Importance: Dexmedetomidine inhibits the inflammatory response associated with cardiopulmonary bypass (CPB) and protects neural function. However, the mechanism of dexmedetomidine's anti-inflammatory pathway is unclear.
Objective: To investigate the effect of dexmedetomidine on the cognitive level and expression of inflammatory factors in children with congenital heart disease undergoing intraoperative CPB.

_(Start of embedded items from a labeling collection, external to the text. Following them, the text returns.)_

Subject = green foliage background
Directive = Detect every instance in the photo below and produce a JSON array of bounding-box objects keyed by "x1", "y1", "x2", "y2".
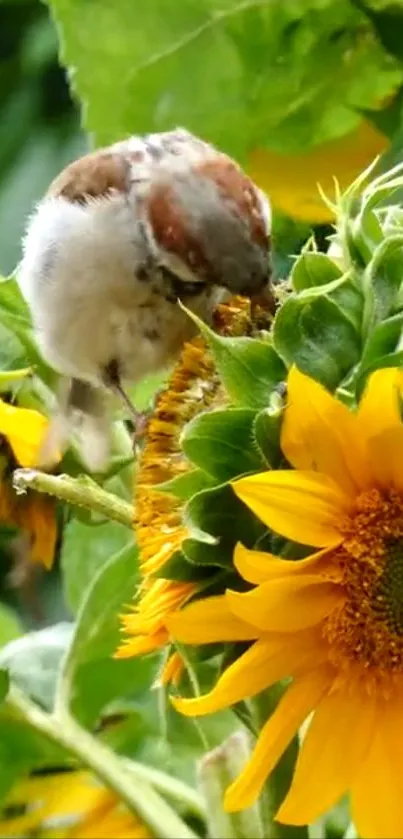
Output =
[{"x1": 0, "y1": 0, "x2": 403, "y2": 835}]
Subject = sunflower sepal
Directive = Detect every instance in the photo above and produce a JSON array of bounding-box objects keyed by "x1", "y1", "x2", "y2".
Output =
[
  {"x1": 184, "y1": 483, "x2": 266, "y2": 565},
  {"x1": 156, "y1": 469, "x2": 219, "y2": 501},
  {"x1": 181, "y1": 408, "x2": 265, "y2": 481},
  {"x1": 290, "y1": 248, "x2": 342, "y2": 292},
  {"x1": 178, "y1": 306, "x2": 286, "y2": 409}
]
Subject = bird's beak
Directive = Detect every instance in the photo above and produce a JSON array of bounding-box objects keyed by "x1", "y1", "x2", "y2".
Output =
[{"x1": 250, "y1": 283, "x2": 276, "y2": 316}]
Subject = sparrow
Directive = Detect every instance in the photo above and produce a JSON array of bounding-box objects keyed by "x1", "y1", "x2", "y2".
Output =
[{"x1": 17, "y1": 128, "x2": 271, "y2": 471}]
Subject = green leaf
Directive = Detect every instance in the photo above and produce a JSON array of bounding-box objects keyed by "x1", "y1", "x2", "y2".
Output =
[
  {"x1": 46, "y1": 0, "x2": 402, "y2": 156},
  {"x1": 182, "y1": 484, "x2": 266, "y2": 568},
  {"x1": 0, "y1": 667, "x2": 10, "y2": 703},
  {"x1": 0, "y1": 623, "x2": 73, "y2": 711},
  {"x1": 61, "y1": 517, "x2": 133, "y2": 613},
  {"x1": 291, "y1": 251, "x2": 342, "y2": 291},
  {"x1": 366, "y1": 241, "x2": 403, "y2": 328},
  {"x1": 181, "y1": 408, "x2": 264, "y2": 481},
  {"x1": 186, "y1": 310, "x2": 286, "y2": 408},
  {"x1": 59, "y1": 545, "x2": 153, "y2": 725},
  {"x1": 253, "y1": 408, "x2": 283, "y2": 469},
  {"x1": 0, "y1": 703, "x2": 66, "y2": 799},
  {"x1": 360, "y1": 312, "x2": 403, "y2": 369},
  {"x1": 158, "y1": 469, "x2": 216, "y2": 501},
  {"x1": 352, "y1": 0, "x2": 403, "y2": 61},
  {"x1": 273, "y1": 296, "x2": 361, "y2": 390},
  {"x1": 355, "y1": 350, "x2": 403, "y2": 398},
  {"x1": 0, "y1": 603, "x2": 23, "y2": 648}
]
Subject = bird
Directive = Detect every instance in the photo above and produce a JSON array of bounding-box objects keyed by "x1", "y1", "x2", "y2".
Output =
[{"x1": 17, "y1": 128, "x2": 271, "y2": 472}]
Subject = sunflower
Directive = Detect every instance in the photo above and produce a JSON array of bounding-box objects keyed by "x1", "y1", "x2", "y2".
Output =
[
  {"x1": 0, "y1": 399, "x2": 57, "y2": 568},
  {"x1": 168, "y1": 368, "x2": 403, "y2": 839},
  {"x1": 115, "y1": 297, "x2": 267, "y2": 668},
  {"x1": 0, "y1": 771, "x2": 151, "y2": 839}
]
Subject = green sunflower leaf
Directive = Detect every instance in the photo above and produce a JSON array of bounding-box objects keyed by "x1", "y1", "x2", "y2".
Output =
[
  {"x1": 158, "y1": 469, "x2": 217, "y2": 501},
  {"x1": 0, "y1": 667, "x2": 10, "y2": 703},
  {"x1": 183, "y1": 307, "x2": 286, "y2": 409},
  {"x1": 58, "y1": 544, "x2": 153, "y2": 724},
  {"x1": 181, "y1": 408, "x2": 265, "y2": 481},
  {"x1": 182, "y1": 484, "x2": 266, "y2": 567},
  {"x1": 253, "y1": 408, "x2": 283, "y2": 469},
  {"x1": 291, "y1": 251, "x2": 342, "y2": 291},
  {"x1": 273, "y1": 295, "x2": 361, "y2": 390}
]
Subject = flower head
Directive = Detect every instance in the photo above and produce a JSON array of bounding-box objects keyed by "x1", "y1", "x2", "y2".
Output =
[
  {"x1": 168, "y1": 369, "x2": 403, "y2": 837},
  {"x1": 116, "y1": 298, "x2": 266, "y2": 668},
  {"x1": 0, "y1": 771, "x2": 151, "y2": 839}
]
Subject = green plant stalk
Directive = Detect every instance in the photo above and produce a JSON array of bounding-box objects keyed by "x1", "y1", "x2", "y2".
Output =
[
  {"x1": 122, "y1": 758, "x2": 206, "y2": 819},
  {"x1": 251, "y1": 684, "x2": 309, "y2": 839},
  {"x1": 198, "y1": 731, "x2": 265, "y2": 839},
  {"x1": 13, "y1": 469, "x2": 134, "y2": 528},
  {"x1": 6, "y1": 686, "x2": 197, "y2": 839}
]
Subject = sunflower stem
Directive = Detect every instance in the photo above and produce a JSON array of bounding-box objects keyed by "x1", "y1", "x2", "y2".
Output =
[
  {"x1": 13, "y1": 469, "x2": 133, "y2": 528},
  {"x1": 198, "y1": 731, "x2": 264, "y2": 839},
  {"x1": 251, "y1": 684, "x2": 309, "y2": 839},
  {"x1": 7, "y1": 686, "x2": 197, "y2": 839}
]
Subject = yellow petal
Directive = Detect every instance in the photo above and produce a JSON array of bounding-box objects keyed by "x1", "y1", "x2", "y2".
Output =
[
  {"x1": 356, "y1": 367, "x2": 403, "y2": 440},
  {"x1": 224, "y1": 667, "x2": 332, "y2": 812},
  {"x1": 281, "y1": 367, "x2": 371, "y2": 498},
  {"x1": 351, "y1": 696, "x2": 403, "y2": 839},
  {"x1": 232, "y1": 470, "x2": 350, "y2": 548},
  {"x1": 234, "y1": 544, "x2": 341, "y2": 585},
  {"x1": 172, "y1": 631, "x2": 324, "y2": 717},
  {"x1": 155, "y1": 651, "x2": 185, "y2": 687},
  {"x1": 226, "y1": 574, "x2": 343, "y2": 632},
  {"x1": 368, "y1": 425, "x2": 403, "y2": 491},
  {"x1": 21, "y1": 493, "x2": 57, "y2": 570},
  {"x1": 113, "y1": 629, "x2": 168, "y2": 658},
  {"x1": 276, "y1": 684, "x2": 375, "y2": 825},
  {"x1": 166, "y1": 595, "x2": 258, "y2": 644},
  {"x1": 0, "y1": 399, "x2": 49, "y2": 467},
  {"x1": 247, "y1": 120, "x2": 390, "y2": 223}
]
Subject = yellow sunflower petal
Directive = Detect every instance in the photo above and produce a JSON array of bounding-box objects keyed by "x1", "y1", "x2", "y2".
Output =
[
  {"x1": 226, "y1": 574, "x2": 343, "y2": 632},
  {"x1": 166, "y1": 595, "x2": 258, "y2": 644},
  {"x1": 368, "y1": 425, "x2": 403, "y2": 491},
  {"x1": 224, "y1": 667, "x2": 332, "y2": 812},
  {"x1": 0, "y1": 399, "x2": 49, "y2": 467},
  {"x1": 21, "y1": 493, "x2": 57, "y2": 570},
  {"x1": 232, "y1": 470, "x2": 349, "y2": 548},
  {"x1": 276, "y1": 684, "x2": 375, "y2": 825},
  {"x1": 356, "y1": 367, "x2": 403, "y2": 440},
  {"x1": 281, "y1": 367, "x2": 371, "y2": 498},
  {"x1": 172, "y1": 630, "x2": 324, "y2": 717},
  {"x1": 234, "y1": 544, "x2": 341, "y2": 585},
  {"x1": 351, "y1": 695, "x2": 403, "y2": 839}
]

Methods: Ninety children with congenital heart disease were recruited and randomly divided into 3 groups of 30 children in each. In Group 1, a 1.0 µg·kg·h intravenous bolus of dexmedetomidine was administered 10 minutes after induction of anesthesia, followed by a 0.2 µg·kg·h infusion until the surgical incision. In Group 2, a 0.5 µg/kg intravenous bolus of dexmedetomidine was administered 10 minutes after induction of anesthesia, followed by a 0.1 µg·kg·h infusion until the surgical incision. The control group was given physiological saline using the same method as in Groups 1 and 2. The serum levels of nuclear factor-kappa B (NF-κB), S-100β protein, neuron-specific enolase (NSE), tumor necrosis factor-α (TNF-α), and interleukin-6 (IL-6) were measured before the surgery (T1), at the end of CPB (T2), 2 hours after CPB (T3), 6 hours after CPB (T4), and 24 hours after CPB (T5). The Wechsler Intelligence Scale for children (WISC) was measured before the operation and at 3, 6, and 12 months after the operation to evaluate the neurodevelopmental state of the children.
Results: The levels of the NF-κB, S-100β protein, NSE, TNF-α, IL-6 were significantly higher at T2, T3, or T4 than before the surgery (T1) in the control group or the dexmedetomidine groups. However, the increases of NF-κB, TNF-α, IL-6, S-100β and NSE levels were significantly smaller in the dexmedetomidine groups than those in the control group ( 0.017). The WISC scores were similar among the three groups before or after the operation.
Interpretation: The increases in NF-κB, TNF-α, and IL-6 levels indicated aggravation of the inflammatory reaction and the increase S-100β protein and NSE levels indicated that the nervous system was damaged. Administration of dexmedetomidine to children with congenital heart disease undergoing intraoperative CPB can inhibit the inflammatory response and may ameliorate the neurodevelopmental damage caused by CPB.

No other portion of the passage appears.